Most industrial temperature controllers rely on three ways of analyzing
data known as PID - process, integral, derivative. Process asks,
"How far is the temperature from where we need it to be?" Derivative
asks, "How is the temperature changing?" And Integral asks, "How
long has it been away from where it should be?"
While working at a company that produced temperature controllers,
we frequently observed various control situations and how PID affected
them. Occasionally my supervisor would discuss how PID can be used
to understand many other things, one such extreme being personalities.
A person who is very reactive, is operating on high derivative control,
a person who holds a grudge or changes very slowly is operating
on high integral control. He was able to understand how formulas
for one situation applied to other quite different situations.
Biological research has shown that many of the processes related
to our senses to work on derivative control, a few appear to work
on integral control.
Seeing order in Randomness
I once worked at a company that made radiation data-logging devices.
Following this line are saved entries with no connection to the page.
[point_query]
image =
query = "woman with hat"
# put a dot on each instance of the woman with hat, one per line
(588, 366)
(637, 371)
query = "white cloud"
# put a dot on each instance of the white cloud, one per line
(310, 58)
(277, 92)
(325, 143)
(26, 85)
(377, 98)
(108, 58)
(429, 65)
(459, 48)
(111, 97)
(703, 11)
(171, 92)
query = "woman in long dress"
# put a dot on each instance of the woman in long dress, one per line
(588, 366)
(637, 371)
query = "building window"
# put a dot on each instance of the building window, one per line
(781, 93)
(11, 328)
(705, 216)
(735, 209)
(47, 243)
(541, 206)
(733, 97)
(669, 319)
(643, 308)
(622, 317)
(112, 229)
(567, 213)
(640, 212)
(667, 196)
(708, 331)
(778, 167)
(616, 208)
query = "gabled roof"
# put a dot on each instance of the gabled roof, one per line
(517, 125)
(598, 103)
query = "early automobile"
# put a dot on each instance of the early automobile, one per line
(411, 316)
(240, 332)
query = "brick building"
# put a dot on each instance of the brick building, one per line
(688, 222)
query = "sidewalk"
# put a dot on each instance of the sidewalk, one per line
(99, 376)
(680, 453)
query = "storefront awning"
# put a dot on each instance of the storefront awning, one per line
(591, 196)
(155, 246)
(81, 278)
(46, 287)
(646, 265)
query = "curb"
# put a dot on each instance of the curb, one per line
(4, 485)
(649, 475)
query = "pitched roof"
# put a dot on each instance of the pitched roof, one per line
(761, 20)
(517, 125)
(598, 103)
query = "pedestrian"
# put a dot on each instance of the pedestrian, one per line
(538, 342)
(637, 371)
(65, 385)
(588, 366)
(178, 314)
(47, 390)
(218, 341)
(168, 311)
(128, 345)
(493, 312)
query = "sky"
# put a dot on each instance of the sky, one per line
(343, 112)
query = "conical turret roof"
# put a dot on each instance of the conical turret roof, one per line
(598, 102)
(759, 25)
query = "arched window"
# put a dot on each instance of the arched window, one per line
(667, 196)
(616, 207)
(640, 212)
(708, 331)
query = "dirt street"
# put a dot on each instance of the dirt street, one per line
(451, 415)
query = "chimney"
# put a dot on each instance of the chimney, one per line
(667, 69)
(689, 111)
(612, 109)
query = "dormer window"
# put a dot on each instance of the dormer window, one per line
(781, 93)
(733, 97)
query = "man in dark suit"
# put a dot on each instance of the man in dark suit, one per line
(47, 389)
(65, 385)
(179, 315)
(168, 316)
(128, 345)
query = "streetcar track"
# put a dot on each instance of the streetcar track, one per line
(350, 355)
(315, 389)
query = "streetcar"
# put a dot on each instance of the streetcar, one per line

We tested one overnight and observed the results in the morning.
We noticed that about 3:00 A.M. there was a very large spike. We
were all worried by what this could mean. Did somebody come to work
in the middle of the night and set a source near the detector? Did
somebody break in and do something? Did we have a software glitch?
While most of us worried, and discussed the problem a senior engineer
walked off to do some calculating.
Radiation is a random process that has been well characterized.
In random processes extremes are to be expected, although rare.
The senior engineer came back with calculations that showed that
a spike of the size we observed had better than a 60% chance of
happening over the course of our test. To our eyes it appeared out
of character, but, in fact it, wasn't.
How many other experiences in life are probable but seem unlikely?
In each of the example of successes, somebody was able to think about
what it meant, think about what the answer might look like, and ask what
the answer should look like. This does not reflect math education as we
know. The focus of the thinking was not on doing procedures. The focus
of the thinking was on what concepts and ideas apply to what situations.
In each of the examples of failure, the person in question was unable
to apply the number concepts to life experiences. They demonstrated no
ability to connect the concept and the procedures. Overall, these examples
seem to reflect that they had never learned to apply mathematics to meaningful
The NCTM Standards for reform in math education reflect these observations.
The standards say less focus on procedures and more focus on concepts.
Can we reason about the problem, can we develop solutions for real problems,
can we communicate those solutions and problems? What do we need procedures
for, if we can't apply them to real problems?